# Project 2

## Setup

In [1]:
from pyspark.sql import SparkSession
from pyspark.sql.functions import from_json, col, floor, window, concat_ws
from pyspark.sql.types import StructType, StringType, DoubleType, TimestampType

In [2]:
# Initialize SparkSession with the Kafka JAR
spark = SparkSession.builder \
    .appName("KafkaTaxiStream") \
    .config("spark.jars.packages", "io.delta:delta-core_2.12:2.4.0") \
    .config("spark.sql.extensions", "io.delta.sql.DeltaSparkSessionExtension") \
    .config("spark.sql.catalog.spark_catalog", "org.apache.spark.sql.delta.catalog.DeltaCatalog") \
    .getOrCreate()
print("Spark Session created successfully!")
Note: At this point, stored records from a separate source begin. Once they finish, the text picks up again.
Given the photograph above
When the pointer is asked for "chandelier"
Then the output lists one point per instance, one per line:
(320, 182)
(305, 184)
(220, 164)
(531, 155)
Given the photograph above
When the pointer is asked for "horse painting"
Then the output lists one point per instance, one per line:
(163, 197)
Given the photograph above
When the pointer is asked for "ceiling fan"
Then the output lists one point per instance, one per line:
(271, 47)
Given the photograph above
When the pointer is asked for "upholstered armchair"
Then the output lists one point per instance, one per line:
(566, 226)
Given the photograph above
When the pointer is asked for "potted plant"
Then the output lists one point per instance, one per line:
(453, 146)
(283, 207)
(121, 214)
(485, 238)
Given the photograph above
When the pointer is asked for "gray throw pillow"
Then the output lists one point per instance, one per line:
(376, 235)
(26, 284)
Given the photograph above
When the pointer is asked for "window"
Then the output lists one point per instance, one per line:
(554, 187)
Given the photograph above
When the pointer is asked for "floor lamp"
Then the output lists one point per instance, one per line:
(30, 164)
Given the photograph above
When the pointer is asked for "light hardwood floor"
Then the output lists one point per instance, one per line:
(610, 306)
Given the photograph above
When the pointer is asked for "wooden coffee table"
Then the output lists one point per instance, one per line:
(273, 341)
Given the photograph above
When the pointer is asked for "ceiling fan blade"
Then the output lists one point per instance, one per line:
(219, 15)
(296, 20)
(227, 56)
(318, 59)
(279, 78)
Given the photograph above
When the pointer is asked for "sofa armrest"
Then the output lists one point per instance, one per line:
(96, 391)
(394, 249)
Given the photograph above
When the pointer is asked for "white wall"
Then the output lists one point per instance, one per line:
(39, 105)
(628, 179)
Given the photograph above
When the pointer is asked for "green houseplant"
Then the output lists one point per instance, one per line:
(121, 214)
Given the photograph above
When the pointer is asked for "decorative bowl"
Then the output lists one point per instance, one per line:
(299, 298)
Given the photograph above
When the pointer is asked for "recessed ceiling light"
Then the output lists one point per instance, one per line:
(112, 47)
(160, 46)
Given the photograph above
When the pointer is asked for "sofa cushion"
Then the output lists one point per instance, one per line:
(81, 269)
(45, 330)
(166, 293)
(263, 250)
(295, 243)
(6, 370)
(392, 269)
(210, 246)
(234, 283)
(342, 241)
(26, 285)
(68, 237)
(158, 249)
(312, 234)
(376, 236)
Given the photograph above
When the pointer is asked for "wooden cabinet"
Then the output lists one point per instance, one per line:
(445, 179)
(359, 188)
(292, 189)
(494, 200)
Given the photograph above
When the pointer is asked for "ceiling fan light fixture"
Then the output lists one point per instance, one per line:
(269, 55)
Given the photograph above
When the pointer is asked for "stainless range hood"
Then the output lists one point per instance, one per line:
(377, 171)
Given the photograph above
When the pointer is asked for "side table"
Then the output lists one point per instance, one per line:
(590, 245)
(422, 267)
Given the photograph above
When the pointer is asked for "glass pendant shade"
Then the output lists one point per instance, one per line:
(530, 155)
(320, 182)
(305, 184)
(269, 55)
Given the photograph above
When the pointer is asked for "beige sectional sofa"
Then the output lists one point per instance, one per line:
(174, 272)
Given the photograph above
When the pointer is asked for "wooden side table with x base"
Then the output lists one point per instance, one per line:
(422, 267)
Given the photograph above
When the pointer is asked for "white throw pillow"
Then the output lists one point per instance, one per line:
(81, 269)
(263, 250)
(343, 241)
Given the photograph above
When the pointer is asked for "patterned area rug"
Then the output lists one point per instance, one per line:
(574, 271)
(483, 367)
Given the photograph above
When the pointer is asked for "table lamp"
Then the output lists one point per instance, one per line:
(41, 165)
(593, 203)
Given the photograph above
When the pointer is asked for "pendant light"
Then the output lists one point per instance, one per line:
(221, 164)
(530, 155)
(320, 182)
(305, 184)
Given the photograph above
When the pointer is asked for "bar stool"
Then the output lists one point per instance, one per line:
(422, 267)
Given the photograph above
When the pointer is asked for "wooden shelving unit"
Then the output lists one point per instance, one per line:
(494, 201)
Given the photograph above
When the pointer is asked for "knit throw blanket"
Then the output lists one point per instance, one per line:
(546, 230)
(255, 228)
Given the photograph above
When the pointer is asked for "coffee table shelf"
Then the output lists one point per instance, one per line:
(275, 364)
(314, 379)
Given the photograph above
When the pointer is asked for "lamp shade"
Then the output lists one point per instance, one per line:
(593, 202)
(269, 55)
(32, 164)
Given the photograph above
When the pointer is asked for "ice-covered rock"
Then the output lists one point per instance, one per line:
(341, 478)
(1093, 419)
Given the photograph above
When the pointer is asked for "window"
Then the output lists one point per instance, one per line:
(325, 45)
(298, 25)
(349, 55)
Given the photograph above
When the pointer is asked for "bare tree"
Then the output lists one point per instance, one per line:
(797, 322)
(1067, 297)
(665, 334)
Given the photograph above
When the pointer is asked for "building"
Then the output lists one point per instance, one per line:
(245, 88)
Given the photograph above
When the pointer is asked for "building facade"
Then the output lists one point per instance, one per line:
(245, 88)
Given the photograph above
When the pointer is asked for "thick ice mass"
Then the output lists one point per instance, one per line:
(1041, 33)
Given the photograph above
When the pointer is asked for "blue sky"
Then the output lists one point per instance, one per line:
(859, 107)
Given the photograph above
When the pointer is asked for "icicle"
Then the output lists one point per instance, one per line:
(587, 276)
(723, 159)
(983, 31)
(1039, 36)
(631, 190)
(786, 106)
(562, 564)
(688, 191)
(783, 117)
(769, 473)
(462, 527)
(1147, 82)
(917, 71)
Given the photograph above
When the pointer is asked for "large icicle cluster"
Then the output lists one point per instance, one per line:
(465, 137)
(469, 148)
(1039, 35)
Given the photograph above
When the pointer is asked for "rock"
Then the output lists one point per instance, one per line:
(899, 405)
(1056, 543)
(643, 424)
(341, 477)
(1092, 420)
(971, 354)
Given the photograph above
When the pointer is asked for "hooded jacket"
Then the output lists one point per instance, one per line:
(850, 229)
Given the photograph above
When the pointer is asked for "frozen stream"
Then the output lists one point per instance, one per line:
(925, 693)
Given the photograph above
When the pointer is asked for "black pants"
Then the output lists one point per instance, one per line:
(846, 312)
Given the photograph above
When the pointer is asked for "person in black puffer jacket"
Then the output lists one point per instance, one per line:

Spark Session created successfully!


In [3]:
json_schema = StructType() \
    .add("0", StringType()) \
    .add("1", StringType()) \
    .add("2", TimestampType()) \
    .add("3", TimestampType()) \
    .add("4", DoubleType()) \
    .add("5", DoubleType()) \
    .add("6", DoubleType()) \
    .add("7", DoubleType()) \
    .add("8", DoubleType()) \
    .add("9", DoubleType()) \
    .add("10", StringType()) \
    .add("11", DoubleType()) \
    .add("12", DoubleType()) \
    .add("13", DoubleType()) \
    .add("14", DoubleType()) \
    .add("15", DoubleType()) \
    .add("16", DoubleType())

# Define Schema for Incoming Data
schema = StructType() \
    .add("medallion", StringType()) \
    .add("hack_license", StringType()) \
    .add("pickup_datetime", TimestampType()) \
    .add("dropoff_datetime", TimestampType()) \
    .add("trip_time_in_secs", DoubleType()) \
    .add("trip_distance", DoubleType()) \
    .add("pickup_longitude", DoubleType()) \
    .add("pickup_latitude", DoubleType()) \
    .add("dropoff_longitude", DoubleType()) \
    .add("dropoff_latitude", DoubleType()) \
    .add("payment_type", StringType()) \
    .add("fare_amount", DoubleType()) \
    .add("surcharge", DoubleType()) \
    .add("mta_tax", DoubleType()) \
    .add("tip_amount", DoubleType()) \
    .add("tolls_amount", DoubleType()) \
    .add("total_amount", DoubleType())

In [4]:
raw_df = spark.readStream \
    .format("kafka") \
    .option("kafka.bootstrap.servers", "kafka:9092") \
    .option("subscribe", "taxi-trips") \
    .option("startingOffsets", "earliest") \
    .load()


parsed_taxi_stream = raw_df.selectExpr("CAST(value AS STRING) as json_data") \
    .select(from_json("json_data", json_schema).alias("data")) \
    .select("data.*") \
    .withColumnRenamed("0", "medallion") \
    .withColumnRenamed("1", "hack_license") \
    .withColumnRenamed("2", "pickup_datetime") \
    .withColumnRenamed("3", "dropoff_datetime") \
    .withColumnRenamed("4", "trip_time_in_secs") \
    .withColumnRenamed("5", "trip_distance") \
    .withColumnRenamed("6", "pickup_longitude") \
    .withColumnRenamed("7", "pickup_latitude") \
    .withColumnRenamed("8", "dropoff_longitude") \
    .withColumnRenamed("9", "dropoff_latitude") \
    .withColumnRenamed("10", "payment_type") \
    .withColumnRenamed("11", "fare_amount") \
    .withColumnRenamed("12", "surcharge") \
    .withColumnRenamed("13", "mta_tax") \
    .withColumnRenamed("14", "tip_amount") \
    .withColumnRenamed("15", "tolls_amount") \
    .withColumnRenamed("16", "total_amount")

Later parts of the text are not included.